When the PCM30 and PCM31 framing formats are used exclusively for PCM voice transmission, the frame alignment is very reliable. However, when data is transmitted on the link, the traffic can contain the FAS and NFAS bit patterns, and false framing is possible.

To improve the reliability of the standard framing formats, recommendation G.704 specifies the use of a CRC‑4 cyclic redundancy check for 2 Mb/s systems. CRC‑4 framing provides reliable protection against incorrect synchronization, and also provides a means of predicting bit error ratio (BER) performance during normal operation. The CRC‑4 remainder is calculated on complete blocks of data, and the 4‑bit remainder is transmitted to the far end, using the first bit in the FAS of each even numbered frame (C1 – C4). At the receiving end, the receiver makes the same calculation and compares its results with those in the received signal. If the two 4‑bit words differ, then the receiving equipment determines that one or more errors are present in the payload. Every bit of the block is checked so that an accurate estimate of block error rate (or errored seconds) is made while the link is in-service.

To enable the receiver to locate the four bits (C1, C2, C3, and C4) that form the remainder, an additional frame (called the CRC multiframe) is formed. A CRC multiframe alignment bit pattern (001011) is used to synchronize the receiver to this frame. The pattern is inserted in the first bit position of the NFAS in frames 1, 3, 5, 7, 9, and 11. The CRC‑4 multiframe is further divided into sub‑multiframes (SMF) I and II, both of which span eight normal PCM frames. Because each PCM frame is 125 μs long, each SMF is 1 ms long, and one thousand CRC‑4 error checks are made every second.

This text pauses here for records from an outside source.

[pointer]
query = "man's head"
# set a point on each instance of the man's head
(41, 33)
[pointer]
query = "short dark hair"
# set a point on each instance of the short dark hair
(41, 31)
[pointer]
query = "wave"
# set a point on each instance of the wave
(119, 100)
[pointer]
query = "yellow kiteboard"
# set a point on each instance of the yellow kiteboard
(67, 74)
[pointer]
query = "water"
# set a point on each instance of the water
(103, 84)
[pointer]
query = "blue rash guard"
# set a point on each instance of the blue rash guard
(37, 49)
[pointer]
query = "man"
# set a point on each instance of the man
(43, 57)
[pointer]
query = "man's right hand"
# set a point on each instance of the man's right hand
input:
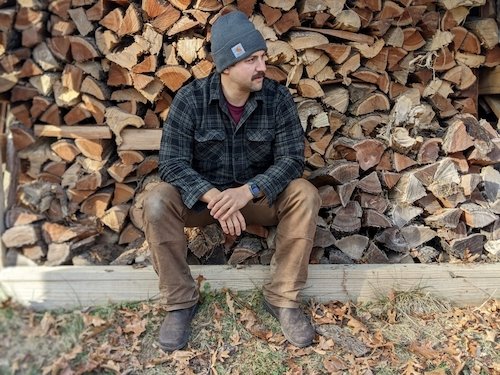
(234, 225)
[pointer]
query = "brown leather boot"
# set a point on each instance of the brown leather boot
(297, 329)
(175, 329)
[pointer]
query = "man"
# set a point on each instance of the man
(232, 151)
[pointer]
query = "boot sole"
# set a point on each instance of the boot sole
(167, 348)
(271, 311)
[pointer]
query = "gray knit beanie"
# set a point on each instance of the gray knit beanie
(233, 39)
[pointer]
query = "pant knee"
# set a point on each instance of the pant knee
(158, 201)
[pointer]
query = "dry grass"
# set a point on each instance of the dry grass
(407, 332)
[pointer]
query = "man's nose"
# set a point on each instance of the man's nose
(261, 65)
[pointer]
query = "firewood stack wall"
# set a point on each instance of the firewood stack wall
(387, 92)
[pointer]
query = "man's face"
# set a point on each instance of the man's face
(249, 74)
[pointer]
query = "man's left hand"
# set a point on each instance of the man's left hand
(229, 201)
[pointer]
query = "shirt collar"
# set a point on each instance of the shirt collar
(216, 89)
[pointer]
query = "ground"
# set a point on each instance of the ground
(407, 332)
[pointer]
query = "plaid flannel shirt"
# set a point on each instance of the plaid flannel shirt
(202, 148)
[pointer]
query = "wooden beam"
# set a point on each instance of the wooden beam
(4, 106)
(79, 286)
(489, 81)
(140, 139)
(76, 131)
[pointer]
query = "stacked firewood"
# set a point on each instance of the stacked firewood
(387, 92)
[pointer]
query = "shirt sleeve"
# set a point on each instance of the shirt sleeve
(288, 149)
(176, 150)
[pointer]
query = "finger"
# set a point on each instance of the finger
(227, 214)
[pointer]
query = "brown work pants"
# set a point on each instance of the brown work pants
(294, 212)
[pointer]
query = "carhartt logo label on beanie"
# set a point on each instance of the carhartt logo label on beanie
(238, 50)
(234, 38)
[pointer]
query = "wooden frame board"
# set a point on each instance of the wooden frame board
(80, 286)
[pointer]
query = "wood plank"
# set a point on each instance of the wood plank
(493, 102)
(140, 139)
(76, 131)
(341, 34)
(75, 286)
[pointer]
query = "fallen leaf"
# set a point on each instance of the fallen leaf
(412, 368)
(333, 364)
(91, 320)
(136, 327)
(356, 326)
(425, 350)
(230, 303)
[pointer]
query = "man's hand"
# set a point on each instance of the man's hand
(234, 225)
(228, 202)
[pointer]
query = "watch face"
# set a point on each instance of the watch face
(255, 190)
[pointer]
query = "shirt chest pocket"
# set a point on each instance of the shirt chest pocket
(209, 145)
(260, 145)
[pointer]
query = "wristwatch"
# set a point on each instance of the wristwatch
(254, 189)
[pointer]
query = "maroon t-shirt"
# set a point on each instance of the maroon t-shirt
(235, 112)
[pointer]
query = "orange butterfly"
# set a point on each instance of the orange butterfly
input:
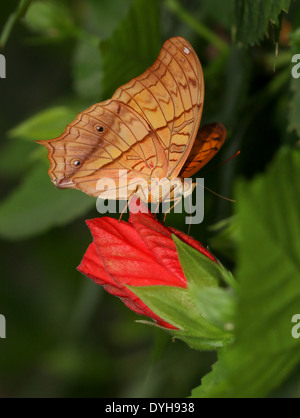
(148, 129)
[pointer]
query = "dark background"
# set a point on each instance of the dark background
(65, 335)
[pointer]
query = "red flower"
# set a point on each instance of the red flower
(138, 253)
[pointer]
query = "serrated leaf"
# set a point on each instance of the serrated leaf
(265, 352)
(36, 206)
(133, 47)
(252, 18)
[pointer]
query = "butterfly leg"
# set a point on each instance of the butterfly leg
(130, 197)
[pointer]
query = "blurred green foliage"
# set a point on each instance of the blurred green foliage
(65, 336)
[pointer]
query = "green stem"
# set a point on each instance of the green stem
(12, 20)
(203, 31)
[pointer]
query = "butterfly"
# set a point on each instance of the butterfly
(148, 129)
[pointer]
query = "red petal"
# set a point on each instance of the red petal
(159, 240)
(125, 256)
(91, 265)
(192, 242)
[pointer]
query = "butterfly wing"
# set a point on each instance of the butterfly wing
(149, 127)
(169, 96)
(208, 141)
(103, 140)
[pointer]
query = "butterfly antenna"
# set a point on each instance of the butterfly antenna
(190, 224)
(224, 162)
(219, 195)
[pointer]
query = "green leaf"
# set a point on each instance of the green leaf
(226, 241)
(294, 110)
(87, 70)
(51, 18)
(47, 124)
(198, 268)
(101, 18)
(265, 352)
(252, 18)
(36, 205)
(225, 11)
(133, 47)
(217, 305)
(176, 306)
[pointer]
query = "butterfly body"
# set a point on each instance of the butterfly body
(146, 130)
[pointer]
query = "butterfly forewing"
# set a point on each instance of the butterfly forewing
(169, 95)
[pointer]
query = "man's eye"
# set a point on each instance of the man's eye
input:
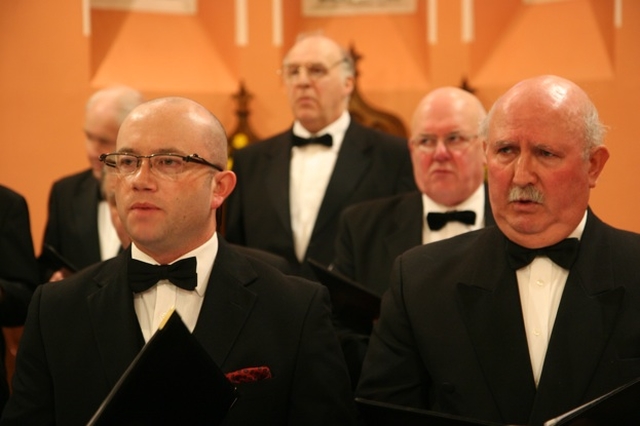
(317, 70)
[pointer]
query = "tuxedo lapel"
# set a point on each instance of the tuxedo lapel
(488, 213)
(227, 303)
(84, 210)
(352, 163)
(586, 317)
(490, 306)
(277, 178)
(115, 324)
(408, 226)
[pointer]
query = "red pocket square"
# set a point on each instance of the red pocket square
(249, 374)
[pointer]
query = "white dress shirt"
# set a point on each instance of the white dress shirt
(309, 175)
(474, 203)
(109, 242)
(541, 284)
(152, 305)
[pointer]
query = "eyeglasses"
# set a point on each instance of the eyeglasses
(315, 70)
(453, 142)
(169, 164)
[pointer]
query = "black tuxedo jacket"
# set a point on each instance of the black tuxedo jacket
(81, 334)
(72, 225)
(372, 234)
(451, 335)
(370, 165)
(18, 269)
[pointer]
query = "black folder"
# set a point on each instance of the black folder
(172, 380)
(53, 260)
(352, 304)
(375, 413)
(620, 407)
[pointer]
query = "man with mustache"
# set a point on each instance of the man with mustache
(293, 186)
(269, 330)
(489, 325)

The first bits of frame 13 and frame 15 are called E‑bits, and are used to indicate that data blocks with bit errors were detected from the far end. When no errors are detected in the received data, both E‑bits are set to one (1). When an error is detected in SMF I, the receiving equipment sets the E‑bit in frame 13 to zero (0). The E‑bit in frame 15 indicates error status from SMF II in the same way. As a result, the local equipment can use the E‑bits to monitor the performance of both the transmit and receive paths.

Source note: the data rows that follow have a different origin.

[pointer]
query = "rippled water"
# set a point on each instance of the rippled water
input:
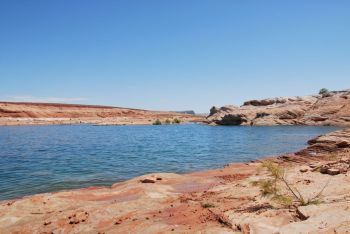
(35, 159)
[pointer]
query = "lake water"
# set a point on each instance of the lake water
(36, 159)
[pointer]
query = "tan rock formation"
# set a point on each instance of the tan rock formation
(330, 109)
(12, 113)
(215, 201)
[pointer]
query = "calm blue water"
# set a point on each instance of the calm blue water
(35, 159)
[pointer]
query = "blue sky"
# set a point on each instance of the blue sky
(171, 55)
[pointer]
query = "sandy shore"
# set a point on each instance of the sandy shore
(224, 200)
(13, 114)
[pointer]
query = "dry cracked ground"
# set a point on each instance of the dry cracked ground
(225, 200)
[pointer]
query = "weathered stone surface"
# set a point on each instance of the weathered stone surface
(51, 113)
(332, 109)
(175, 203)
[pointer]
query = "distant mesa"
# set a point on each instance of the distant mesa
(190, 112)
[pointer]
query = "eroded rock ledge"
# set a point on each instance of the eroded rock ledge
(215, 201)
(332, 108)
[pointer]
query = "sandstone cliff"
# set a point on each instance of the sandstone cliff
(332, 108)
(12, 113)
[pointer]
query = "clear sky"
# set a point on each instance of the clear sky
(171, 55)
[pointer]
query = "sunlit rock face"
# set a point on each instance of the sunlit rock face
(332, 108)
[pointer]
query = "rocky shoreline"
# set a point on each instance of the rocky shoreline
(225, 200)
(327, 109)
(14, 114)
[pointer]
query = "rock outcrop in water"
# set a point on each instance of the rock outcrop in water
(332, 108)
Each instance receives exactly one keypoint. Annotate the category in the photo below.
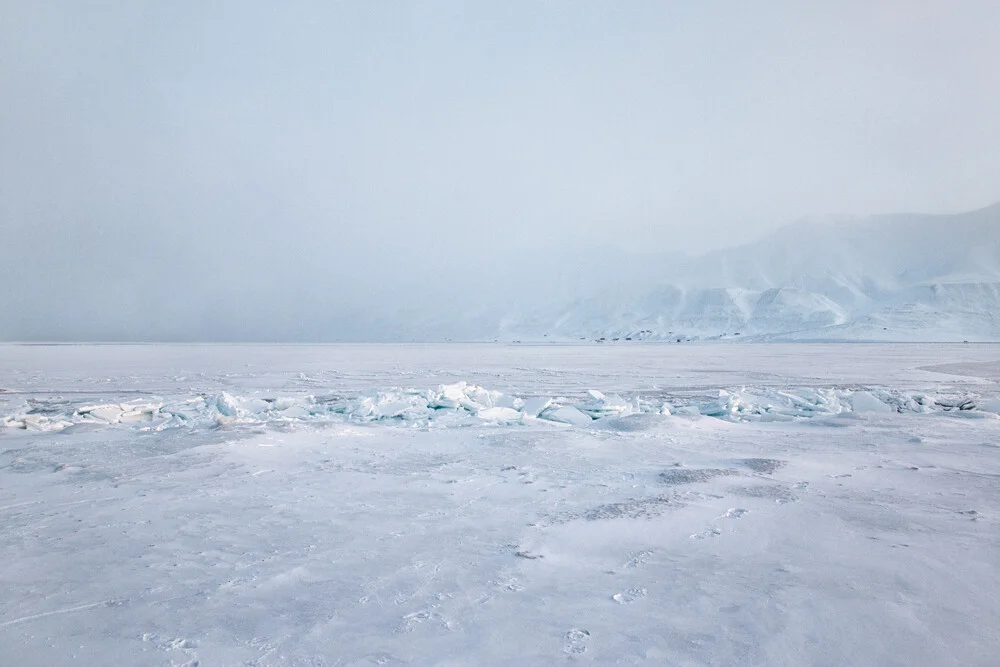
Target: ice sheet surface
(641, 504)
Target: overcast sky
(253, 149)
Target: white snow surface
(773, 504)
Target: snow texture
(271, 505)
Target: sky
(191, 170)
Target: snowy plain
(770, 504)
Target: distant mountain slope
(899, 277)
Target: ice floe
(464, 404)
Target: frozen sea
(500, 505)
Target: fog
(296, 171)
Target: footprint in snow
(629, 596)
(576, 641)
(705, 534)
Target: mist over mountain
(904, 277)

Signaling is used in networks to set up the connections between the transmitting and receiving ends of a circuit. Two methods are available to carrying signaling information in E1 frames: common channel signaling (CCS) and channel associated signaling (CAS). With CCS, the signaling data is carried in each channel. For CAS, the signaling data for all thirty channels is carried in TS16. The signaling information for each channel consists of four bits that are called ABCD bits. Historically, the state of the ABCD bits represented the On‑hook and Off‑hook states of a dial‑pulse telephone.

The 8 bits in TS16 are not sufficient to hold the signaling information for all 30 channels in a single E1 frame. Therefore, when CAS is used, a signaling multiframe structure is required in order to distribute the signaling information over 16 E1 frames. After the equipment has gained primary frame alignment, it searches in timeslot 16 for the signaling multiframe alignment signal (MFAS) (0000) in bits 1 to 4. After the MFAS signal is located, the signaling information is extracted in the 15 frames following the MFAS, with the ABCD bits (for two channels) contained in each TS16.

If CCS (common channel signaling) is used, then signaling multiframe alignment is unnecessary. Timeslot 16 is used as a 64 kb/s data channel for CCS messages, or it can be turned over to revenue‑earning traffic, yielding a total of 31 channels for the payload (PCM31).